63案の激戦を制す!
最も「ホムパ」を満喫できる空間提案とは?
外の視線を遮断しつつ開放感と明るさを確保
という施主のKさん。家を新築することになったのは、都心の主要駅に近い商業地域に面した住宅地だった。Kさんがネットコンペでプランを募集したところ、提案されたのは実に63プラン。その中から菰田さんを選んだのは、建築費用を適度に抑えつつ、Kさんの要望である「人の集まる家」というコンセプトをしっかり叶えてくれるものだったからだという。

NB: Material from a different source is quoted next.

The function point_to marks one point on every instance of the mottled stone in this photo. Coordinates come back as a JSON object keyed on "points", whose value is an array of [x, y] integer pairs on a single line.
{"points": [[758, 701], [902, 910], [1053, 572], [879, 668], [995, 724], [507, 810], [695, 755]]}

ほぼ当初のプラン通り完成したというKさん宅は通称「カドノイエ」。その名の通り、家が建つのは鋭角の「カド」のある敷地だ。敷地形状を立上げたような特徴的な外観は実に個性的で、人目を引く。玄関扉、ポスト、表札まで一体で作成したという玄関扉をくぐると、白モルタル洗い出しの玄関。その向こうには24畳ほどもあるリビング・ダイニングが広がっている。人通りの多い道路に面しているということで、防犯とプライバシーの観点から「1階は閉じプライバシーを確保するかわりに、2階を明るく開く」という提案をしたという菰田さん。1階リビングの窓は視界を遮るために窓の外は壁で仕切られているが、吹き抜けに面する大きな窓とトップライトから光が入るため、一歩足を踏み入れれば室内は明るい光に満ちている。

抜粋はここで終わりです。